Md. Court of Appeals voids legislative fixes in 2 consumer cases

Assembly had reversed court rulings it didn't like on HMOs, late cable fees

`Thousands' may be due refunds

August 31, 2002|By M. William Salganik | M. William Salganik,SUN STAFF

The Maryland Court of Appeals has knocked down two efforts by lawmakers to apply retroactive fixes to court decisions they didn't like.

Both were consumer lawsuits - one over HMO payments and the other over cable television late fees. The ruling opens the way for class-action suits to recover money from HMOs and cable companies, Kieron Quinn, who won both cases, said yesterday.

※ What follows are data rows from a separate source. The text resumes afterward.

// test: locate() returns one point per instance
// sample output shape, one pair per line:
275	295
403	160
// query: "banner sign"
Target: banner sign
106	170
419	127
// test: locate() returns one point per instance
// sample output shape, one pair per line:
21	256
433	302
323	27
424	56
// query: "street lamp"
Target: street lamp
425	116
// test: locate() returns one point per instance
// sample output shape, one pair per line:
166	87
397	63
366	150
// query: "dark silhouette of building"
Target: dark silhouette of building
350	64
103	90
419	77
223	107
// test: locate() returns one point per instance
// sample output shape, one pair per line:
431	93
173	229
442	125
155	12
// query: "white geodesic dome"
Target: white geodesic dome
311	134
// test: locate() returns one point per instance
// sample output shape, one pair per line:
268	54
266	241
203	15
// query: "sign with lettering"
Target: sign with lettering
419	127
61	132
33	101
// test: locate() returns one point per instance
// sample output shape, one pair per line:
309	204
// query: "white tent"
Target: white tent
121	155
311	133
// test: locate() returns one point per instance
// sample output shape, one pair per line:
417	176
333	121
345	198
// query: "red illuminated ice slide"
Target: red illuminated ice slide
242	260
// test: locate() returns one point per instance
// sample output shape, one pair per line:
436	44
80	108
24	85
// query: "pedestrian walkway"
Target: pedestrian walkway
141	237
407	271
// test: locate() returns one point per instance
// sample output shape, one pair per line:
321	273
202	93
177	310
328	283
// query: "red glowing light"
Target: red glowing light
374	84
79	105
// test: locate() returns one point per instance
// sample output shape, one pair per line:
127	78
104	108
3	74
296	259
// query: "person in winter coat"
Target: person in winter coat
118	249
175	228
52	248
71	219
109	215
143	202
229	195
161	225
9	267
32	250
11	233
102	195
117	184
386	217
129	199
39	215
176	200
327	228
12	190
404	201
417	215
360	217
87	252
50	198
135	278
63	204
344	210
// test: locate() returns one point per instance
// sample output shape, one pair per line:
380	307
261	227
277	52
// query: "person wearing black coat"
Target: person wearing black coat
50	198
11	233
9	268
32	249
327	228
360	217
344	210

"The Court of Appeals has established itself as the protector for the citizens of the state, which is a position the legislature has run away from," Quinn said.

Quinn said it would not be known until the cases develop further how many consumers were eligible for refunds, but he expected them to be in the "thousands."

The ruling is "very significant" apart from the amounts consumers collect, said F. Paul Bland, another lawyer who worked on one of the cases.

"There's a trend that, when a company loses a suit against a consumer, it makes a calculation of whether its cheaper to pay the consumers, or pay political contributions to get the law changed."

Bland, a staff attorney for the Trial Lawyers for Public Justice in Washington, said his organization would spread the word to consumer groups and attorneys in other states, many of which have constitutional provisions similar to Maryland's.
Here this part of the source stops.